Mono Crater
by Obata Chiura
- Date:
- 1930
- Medium:
- Color woodblock print
- Source:
- Whitney Museum of American Art
Description
Mono Crater (1930), from Obata Chiura's portfolio World Landscape Series 'America,' is a compact, intensely colored print in which the artist condenses the volcanic landscape east of Yosemite into a near-fantastical image. The composition is horizontal: jagged rock formations rise in the middle distance in warm reds, ochres, and rusty browns, set against a clear blue sky and grounded by a band of swirling, layered terrain in the foreground that suggests both lava flow and sage scrub. The bright palette and pattern-like treatment of the rock owe as much to Obata's earlier nihonga training as to plein-air observation: the crater is rendered with the decorative clarity of a Japanese hanging scroll, but the subject is unmistakably the Eastern Sierra. During his 1927 expedition, Obata had crossed from Yosemite eastward into the Mono Basin with the painter Worth Ryder and his party, sketching and painting at each stop, and Mono Crater preserves the strangeness of that volcanic terrain for a viewer raised on the Japanese tradition of imagined or distant 'famous views.' Production took place in Tokyo between 1928 and 1930 at the Takamizawa Print Works, where Obata oversaw thirty-two carvers and eighteen printers and approved between 120 and 205 progressive proofs of each image to ensure that the resulting sheets carried the visual quality of his watercolors into the printed edition.
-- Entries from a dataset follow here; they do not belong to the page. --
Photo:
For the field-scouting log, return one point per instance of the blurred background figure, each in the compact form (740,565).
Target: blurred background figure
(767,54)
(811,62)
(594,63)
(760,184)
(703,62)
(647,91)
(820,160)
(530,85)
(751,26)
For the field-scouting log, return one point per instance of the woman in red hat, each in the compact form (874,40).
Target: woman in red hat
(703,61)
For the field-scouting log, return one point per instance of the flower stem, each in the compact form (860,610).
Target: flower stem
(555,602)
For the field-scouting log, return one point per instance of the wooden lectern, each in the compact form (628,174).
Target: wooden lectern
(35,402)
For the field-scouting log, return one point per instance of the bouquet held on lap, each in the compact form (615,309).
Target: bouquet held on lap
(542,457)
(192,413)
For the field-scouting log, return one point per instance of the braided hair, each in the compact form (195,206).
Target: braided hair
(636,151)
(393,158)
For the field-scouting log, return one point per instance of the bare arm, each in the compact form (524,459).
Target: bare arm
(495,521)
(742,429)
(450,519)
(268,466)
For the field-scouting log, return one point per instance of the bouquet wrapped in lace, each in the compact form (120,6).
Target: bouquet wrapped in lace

The Whitney Museum of American Art holds this impression as part of its Obata family gift (accession 2015.21, https://whitney.org/collection/works/46363), among more than twenty Obata woodblocks the museum acquired in the 2010s. For collectors of Obata and students of Japanese-American art, Mono Crater is a particularly vivid example of how the World Landscape Series imported the visual conventions of [meisho-e](/glossary/meisho-e) — celebrated, identifiable places, isolated against minimal grounds — and applied them to the unfamiliar geography of the American West.